1/3 = log_8 (2)< log_7(2) < log_4(2) = 1/2
2 = sqrt (4)< sqrt(7-1/2) < sqrt(7-log_7(2)) < sqrt(7-1/3) < sqrt(9) = 3

That is, the condition x is not equal to (+ -) sqrt (7-log_7 (x)) is already superfluous, since in item (1) we have already thrown out the interval that includes these points from the ODZ.

So, once again, ODZ:
x belongs to (- infinity; -4) U (4, + infinity)

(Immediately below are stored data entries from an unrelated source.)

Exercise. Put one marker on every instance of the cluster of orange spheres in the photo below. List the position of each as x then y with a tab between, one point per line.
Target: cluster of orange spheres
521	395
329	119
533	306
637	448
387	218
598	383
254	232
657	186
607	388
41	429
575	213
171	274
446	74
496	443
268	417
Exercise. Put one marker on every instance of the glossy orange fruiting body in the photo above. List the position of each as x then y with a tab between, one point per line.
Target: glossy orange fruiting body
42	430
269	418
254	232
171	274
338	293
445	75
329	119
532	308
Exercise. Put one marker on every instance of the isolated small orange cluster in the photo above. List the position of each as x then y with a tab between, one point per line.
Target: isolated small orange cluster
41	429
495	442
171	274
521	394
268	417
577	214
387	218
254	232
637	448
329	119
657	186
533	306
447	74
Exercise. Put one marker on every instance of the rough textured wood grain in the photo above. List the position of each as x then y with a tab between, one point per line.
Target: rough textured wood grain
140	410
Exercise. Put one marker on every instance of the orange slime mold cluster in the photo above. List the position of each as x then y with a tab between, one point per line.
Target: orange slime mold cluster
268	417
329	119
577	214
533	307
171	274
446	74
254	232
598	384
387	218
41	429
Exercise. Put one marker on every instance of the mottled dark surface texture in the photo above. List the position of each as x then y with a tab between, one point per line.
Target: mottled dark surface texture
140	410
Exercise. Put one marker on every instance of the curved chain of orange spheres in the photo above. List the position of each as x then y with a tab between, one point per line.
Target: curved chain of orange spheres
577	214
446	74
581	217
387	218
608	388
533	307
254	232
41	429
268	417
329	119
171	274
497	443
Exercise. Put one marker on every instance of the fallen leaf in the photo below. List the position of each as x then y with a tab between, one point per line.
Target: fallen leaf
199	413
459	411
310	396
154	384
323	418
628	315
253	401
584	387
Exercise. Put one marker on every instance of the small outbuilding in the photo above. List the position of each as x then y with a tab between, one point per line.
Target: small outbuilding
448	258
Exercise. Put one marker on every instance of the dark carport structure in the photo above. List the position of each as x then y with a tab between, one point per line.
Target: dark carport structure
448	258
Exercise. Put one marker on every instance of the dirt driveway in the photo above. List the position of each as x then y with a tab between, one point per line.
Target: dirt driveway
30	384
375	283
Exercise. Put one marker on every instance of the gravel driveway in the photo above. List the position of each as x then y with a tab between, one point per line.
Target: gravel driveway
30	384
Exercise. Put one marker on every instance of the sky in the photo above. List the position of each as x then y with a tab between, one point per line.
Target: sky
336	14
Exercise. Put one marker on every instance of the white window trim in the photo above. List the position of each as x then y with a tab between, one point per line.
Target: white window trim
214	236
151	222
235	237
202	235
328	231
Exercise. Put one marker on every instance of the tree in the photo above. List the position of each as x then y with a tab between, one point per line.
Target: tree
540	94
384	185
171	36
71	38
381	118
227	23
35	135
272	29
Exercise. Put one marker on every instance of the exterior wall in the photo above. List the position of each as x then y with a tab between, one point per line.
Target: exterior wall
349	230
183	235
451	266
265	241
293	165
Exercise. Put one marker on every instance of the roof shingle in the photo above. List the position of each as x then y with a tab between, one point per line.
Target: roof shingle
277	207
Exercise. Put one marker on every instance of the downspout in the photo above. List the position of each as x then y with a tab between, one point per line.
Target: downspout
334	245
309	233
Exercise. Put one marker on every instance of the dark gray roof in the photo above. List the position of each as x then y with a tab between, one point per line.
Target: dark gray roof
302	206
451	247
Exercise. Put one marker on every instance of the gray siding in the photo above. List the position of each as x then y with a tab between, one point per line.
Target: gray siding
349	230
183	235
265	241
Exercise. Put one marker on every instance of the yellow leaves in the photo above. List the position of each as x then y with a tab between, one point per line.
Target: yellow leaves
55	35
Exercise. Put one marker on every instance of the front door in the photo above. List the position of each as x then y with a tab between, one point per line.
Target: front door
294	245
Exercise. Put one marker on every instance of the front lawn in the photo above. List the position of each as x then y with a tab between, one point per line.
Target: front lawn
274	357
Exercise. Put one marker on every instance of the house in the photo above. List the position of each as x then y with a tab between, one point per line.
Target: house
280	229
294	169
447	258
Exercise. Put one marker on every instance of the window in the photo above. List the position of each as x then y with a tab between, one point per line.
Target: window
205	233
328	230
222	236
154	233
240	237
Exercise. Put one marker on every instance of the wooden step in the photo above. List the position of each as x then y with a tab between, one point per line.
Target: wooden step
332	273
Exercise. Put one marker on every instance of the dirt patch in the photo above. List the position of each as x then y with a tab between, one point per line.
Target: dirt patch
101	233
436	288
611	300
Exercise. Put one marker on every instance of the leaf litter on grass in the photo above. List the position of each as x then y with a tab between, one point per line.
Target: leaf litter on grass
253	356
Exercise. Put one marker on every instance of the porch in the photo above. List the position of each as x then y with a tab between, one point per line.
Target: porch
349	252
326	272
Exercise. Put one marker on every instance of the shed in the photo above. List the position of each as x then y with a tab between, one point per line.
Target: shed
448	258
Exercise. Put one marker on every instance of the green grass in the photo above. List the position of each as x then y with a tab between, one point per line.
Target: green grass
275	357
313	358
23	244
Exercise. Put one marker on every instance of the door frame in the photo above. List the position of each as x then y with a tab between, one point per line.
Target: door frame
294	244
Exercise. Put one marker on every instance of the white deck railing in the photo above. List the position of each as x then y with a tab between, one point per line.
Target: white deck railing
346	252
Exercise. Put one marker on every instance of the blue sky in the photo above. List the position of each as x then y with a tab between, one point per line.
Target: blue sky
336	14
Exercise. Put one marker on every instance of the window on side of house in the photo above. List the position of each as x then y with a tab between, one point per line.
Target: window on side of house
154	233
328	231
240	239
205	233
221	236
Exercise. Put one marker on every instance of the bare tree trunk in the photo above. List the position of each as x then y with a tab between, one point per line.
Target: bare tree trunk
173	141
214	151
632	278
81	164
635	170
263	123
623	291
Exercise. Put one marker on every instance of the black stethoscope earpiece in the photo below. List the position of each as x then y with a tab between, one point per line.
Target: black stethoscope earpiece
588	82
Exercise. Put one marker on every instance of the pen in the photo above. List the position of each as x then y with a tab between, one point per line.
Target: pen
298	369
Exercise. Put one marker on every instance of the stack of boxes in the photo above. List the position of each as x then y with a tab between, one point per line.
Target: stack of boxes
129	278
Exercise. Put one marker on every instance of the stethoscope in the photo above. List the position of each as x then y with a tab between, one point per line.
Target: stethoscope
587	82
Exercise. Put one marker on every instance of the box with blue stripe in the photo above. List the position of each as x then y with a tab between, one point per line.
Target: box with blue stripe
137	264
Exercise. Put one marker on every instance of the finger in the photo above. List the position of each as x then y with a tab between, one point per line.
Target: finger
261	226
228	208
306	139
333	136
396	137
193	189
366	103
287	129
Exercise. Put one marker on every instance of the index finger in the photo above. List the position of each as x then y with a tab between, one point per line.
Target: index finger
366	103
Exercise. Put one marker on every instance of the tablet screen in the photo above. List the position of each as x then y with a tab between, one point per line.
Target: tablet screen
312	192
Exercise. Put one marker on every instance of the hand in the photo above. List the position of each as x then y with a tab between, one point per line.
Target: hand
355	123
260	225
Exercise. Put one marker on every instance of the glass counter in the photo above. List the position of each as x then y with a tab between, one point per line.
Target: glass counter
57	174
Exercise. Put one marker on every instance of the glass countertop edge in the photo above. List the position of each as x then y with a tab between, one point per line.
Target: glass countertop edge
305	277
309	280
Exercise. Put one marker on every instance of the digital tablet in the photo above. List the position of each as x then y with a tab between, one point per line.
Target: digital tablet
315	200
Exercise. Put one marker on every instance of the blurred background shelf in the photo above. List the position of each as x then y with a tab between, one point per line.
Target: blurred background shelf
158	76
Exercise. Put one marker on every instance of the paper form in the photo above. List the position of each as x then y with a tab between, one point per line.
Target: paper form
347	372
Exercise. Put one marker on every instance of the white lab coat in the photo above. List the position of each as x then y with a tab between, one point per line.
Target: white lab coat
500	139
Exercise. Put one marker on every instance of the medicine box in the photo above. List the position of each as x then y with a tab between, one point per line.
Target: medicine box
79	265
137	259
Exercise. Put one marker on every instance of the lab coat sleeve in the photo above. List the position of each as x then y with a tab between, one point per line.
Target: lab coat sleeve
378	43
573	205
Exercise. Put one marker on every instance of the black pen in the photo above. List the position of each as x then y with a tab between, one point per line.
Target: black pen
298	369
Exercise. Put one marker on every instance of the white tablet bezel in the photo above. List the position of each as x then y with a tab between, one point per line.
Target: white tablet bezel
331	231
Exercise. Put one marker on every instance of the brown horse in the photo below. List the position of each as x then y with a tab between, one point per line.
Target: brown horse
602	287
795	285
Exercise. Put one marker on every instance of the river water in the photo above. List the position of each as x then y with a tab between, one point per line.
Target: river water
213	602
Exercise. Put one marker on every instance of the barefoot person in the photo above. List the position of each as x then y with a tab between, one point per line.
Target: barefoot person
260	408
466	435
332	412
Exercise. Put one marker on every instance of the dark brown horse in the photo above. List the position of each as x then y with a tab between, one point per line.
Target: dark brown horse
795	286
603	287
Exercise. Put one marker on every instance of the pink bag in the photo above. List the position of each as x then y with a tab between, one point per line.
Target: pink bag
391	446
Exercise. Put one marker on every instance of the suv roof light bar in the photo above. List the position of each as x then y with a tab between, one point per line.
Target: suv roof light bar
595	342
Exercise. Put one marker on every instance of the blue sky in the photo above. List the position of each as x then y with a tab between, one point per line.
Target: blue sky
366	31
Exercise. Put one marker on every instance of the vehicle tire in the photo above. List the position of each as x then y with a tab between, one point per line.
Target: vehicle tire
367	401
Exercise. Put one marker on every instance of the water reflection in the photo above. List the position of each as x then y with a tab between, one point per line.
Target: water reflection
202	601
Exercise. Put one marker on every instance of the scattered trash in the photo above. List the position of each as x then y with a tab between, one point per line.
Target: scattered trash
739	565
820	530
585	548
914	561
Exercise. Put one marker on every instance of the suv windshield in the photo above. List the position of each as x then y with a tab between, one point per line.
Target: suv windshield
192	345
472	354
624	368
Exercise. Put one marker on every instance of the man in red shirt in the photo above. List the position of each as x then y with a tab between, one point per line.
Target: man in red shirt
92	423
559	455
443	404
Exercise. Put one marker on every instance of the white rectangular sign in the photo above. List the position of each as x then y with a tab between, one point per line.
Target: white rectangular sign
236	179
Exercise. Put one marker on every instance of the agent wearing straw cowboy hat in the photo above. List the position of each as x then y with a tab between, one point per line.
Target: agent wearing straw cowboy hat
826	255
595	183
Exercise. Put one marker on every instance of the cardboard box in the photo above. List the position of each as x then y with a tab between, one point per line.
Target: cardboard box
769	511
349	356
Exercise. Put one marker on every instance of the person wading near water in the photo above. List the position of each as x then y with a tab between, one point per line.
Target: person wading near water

4. Now, using the properties of the logarithm, the original inequality can be transformed like this:
log_2 ((7 (-x 2) - 3) 2)> log_2 ((7 (7 - x 2) - 2) 2)

Log_2 (x) is an increasing function, so we get rid of the logarithm without changing the sign:
(7 (-x 2) -3) 2> (7 (7-x 2) -2) 2

Let us estimate from above and below the expressions (7 (-x 2) -3) 2 and (7 (7-x 2) -2) 2 taking into account the DHS:

X 2< -16
0 < 7 (-x 2) < 1
-3 < 7 (-x 2) -3 < -2
4 < (7 (-x 2) -3) 2 < 9

X 2< -16
0 < 7 (7-x 2) < 1
-2 < 7 (-x 2) -2 < -1
1 < (7 (-x 2) -3) 2 < 4

Hence, the inequality holds for any x belonging to the GDZ.